– Если она попросит освободить его, – думал Лимбург, – то это будет лучшим доказательством моих подозрений, и уж, конечно, я не выпущу его. Пускай умирает в заключении.
Герцог, обиженный, вернулся к себе и целый месяц не был в Оберштейне, не писал Алине, надеясь более выиграть холодностью. Дела его были в таком запущенном положении, что он воспользовался этим временем и серьезно занялся ими.
Между тем Алина начала властвовать в своих владениях. Не прошло месяца, как к герцогу стали поступать бесчисленные жалобы на самовластие и самоуправство новой владетельницы.
Действительно, оказалось, что маленькая полумонархиня так круто повернула все в своих владениях, а ее первый управляющий, нечто вроде министра, барон Шенк действовал так круто по всем вопросам, что благодушные оберштейнцы собрались уже взбунтоваться.
Если бы подобного рода управление, самоуправство и частые жестокости продолжались еще месяц или два, то нет никакого сомнения, что во всем графстве все обитатели от мала до велика или отправили бы официальным путем депутацию к герцогу-монарху, или же просто уничтожили бы самый замок и разнесли его по камешку.
Но на счастье смущенных и оскорбленных оберштейнцев с графиней случилось нечто неожиданное для всех и, совершенно неожиданное для нее самой.
В октябре месяце в маленьком городке Мосбахе появилась личность, обратившая на себя внимание своим костюмом и своею красотою. Это был человек лет тридцати, капитан, в красивом мундире и необыкновенно красивой наружности.

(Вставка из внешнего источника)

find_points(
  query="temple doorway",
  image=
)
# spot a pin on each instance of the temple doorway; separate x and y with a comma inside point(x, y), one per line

Однажды во время прогулки графини Оберштейн в парке, прилегающем к замку, какой-то поселянин-старик, почти слепой, передал ей письмо. Незнакомая личность писала о том, что, приехав в Германию, остановился в Мосбахе; но по крайне важному делу, являясь послом от лица европейски известного, он просит чести явиться в замок, видеться лично и переговорить о деле: он желает говорить не с графиней Оберштейн, а с ее высочеством принцессой Елизаветой Володимирской.

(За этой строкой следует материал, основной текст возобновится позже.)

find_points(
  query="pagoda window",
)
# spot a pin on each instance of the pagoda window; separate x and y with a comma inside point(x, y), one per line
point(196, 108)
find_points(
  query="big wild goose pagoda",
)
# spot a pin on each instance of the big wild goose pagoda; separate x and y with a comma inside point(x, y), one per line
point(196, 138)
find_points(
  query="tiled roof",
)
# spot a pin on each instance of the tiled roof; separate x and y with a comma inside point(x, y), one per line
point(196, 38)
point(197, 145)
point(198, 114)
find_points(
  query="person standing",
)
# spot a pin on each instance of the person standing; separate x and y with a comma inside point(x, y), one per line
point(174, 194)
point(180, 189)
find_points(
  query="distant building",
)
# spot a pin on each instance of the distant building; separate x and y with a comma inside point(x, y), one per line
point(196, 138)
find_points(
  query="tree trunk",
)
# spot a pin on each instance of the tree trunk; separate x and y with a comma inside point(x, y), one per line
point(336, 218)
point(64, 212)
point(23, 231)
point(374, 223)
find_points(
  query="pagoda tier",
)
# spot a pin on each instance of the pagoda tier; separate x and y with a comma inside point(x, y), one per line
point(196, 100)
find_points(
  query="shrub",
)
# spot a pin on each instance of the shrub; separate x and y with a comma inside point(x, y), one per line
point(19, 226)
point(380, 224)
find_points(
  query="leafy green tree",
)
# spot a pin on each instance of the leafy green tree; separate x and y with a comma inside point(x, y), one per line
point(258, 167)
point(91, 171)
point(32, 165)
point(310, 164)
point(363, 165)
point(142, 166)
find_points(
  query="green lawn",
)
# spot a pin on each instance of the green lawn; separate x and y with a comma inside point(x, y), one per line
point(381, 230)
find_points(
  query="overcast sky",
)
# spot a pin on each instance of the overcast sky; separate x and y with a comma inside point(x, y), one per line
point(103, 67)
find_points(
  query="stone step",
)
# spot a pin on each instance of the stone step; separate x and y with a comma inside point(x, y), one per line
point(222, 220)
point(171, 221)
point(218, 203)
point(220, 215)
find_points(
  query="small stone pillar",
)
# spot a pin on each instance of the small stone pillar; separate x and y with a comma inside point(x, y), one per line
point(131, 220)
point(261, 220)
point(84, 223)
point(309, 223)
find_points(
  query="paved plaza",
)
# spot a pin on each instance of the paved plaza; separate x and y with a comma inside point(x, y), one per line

Алина не обратила особенного внимания на это письмо. Упоминание о ее титуле, который она целое лето скрывала, не удивило ее.
Старик подождал в парке, и Алина переслала ему записку, в которой давала позволение явиться незнакомцу на другой же день, в полдень, в тот же парк.
Через несколько часов, менее суток, Алина в парке встретилась с приехавшим верхом незнакомцем.
Прежде всего с первой минуты она была поражена красотою этого человека. Красавец отрекомендовался литовским капитаном Доманским и заявил, что он является от имени польского магната, об имени которого он до времени умолчит. Цель его посещения графини Оберштейн заключается в том, чтобы узнать от нее лично, покинула ли она свое намерение объявить права свои на русский престол, вообще, намерена ли она перестать быть принцессой Володимирской?
Внешность офицера была настолько привлекательна, он сумел в несколько минут так очаровать пылкую Алину, что она вместо того чтобы говорить с ним о деле, которое считала самым важным из всех дел текущей политики в Европе, просто изо всех сил стала кокетничать с незнакомцем.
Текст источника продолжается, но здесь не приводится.